Deux sites miniers sur la quinzaine recensée dans la région de Ziguinchor (sud) sont dûment autorisés, a révélé, jeudi, Daniel Ngom, directeur régional de l’Énergie, du Pétrole et des Mines, déplorant une méconnaissance généralisée de la législation minière. « La région de Ziguinchor ne compte actuellement que deux sites miniers dûment autorisés sur une quinzaine de sites recensés », a déclaré le directeur régional de l’Énergie, du Pétrole et des Mine.
M. Ngom s’exprimait en marge d’un atelier de sensibilisation organisé à Ziguinchor, en présence des autorités administratives, des chefs de service, des élus territoriaux et des acteurs de développement.
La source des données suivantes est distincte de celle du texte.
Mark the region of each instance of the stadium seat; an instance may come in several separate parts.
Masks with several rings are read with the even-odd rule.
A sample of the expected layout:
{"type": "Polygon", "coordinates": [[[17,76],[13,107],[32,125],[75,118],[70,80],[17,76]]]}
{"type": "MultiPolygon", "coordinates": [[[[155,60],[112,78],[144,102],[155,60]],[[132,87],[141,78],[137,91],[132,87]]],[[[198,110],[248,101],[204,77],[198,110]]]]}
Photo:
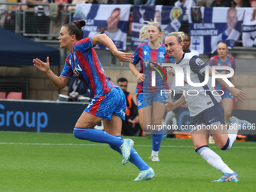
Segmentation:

Il a précisé que cette rencontre s’inscrit dans un processus national de réforme engagé par le ministre de tutelle, Birame Souleye Diop, et articulé autour de trois étapes : un état des lieux, une campagne de sensibilisation, et enfin la régularisation des irrégularités constatées. « Deux audits ont été réalisés au niveau national : l’un sur les titres miniers, l’autre sur les sites physiques en exploitation. Résultat : 94 % des titres examinés ne sont pas conformes à la réglementation, et sur 828 sites visités, 288 sont exploités de manière clandestine », a indiqué M. Ngom.
Selon lui, la situation à Ziguinchor illustre bien les conséquences d’une exploitation minière non encadrée, avec des impacts multiples : dégradation de l’environnement, insécurité sur les sites, pertes fiscales importantes et risques pour les populations riveraines. « Il y a eu des cas de noyades à Enampore, une commune de Ziguinchor, ainsi qu’une perturbation sérieuse de la biodiversité. Ces effets sont directement liés à l’absence de régulation et de contrôle », a-t-il ajouté.
Les autorités rappellent que la loi minière prévoit trois types de taxes : les droits d’entrée à l’obtention de l’autorisation, la taxe superficielle liée à certains permis, et la redevance minière, fixée à 500 FCFA/m³ pour la latérite et 300 FCFA/m³ pour le sable.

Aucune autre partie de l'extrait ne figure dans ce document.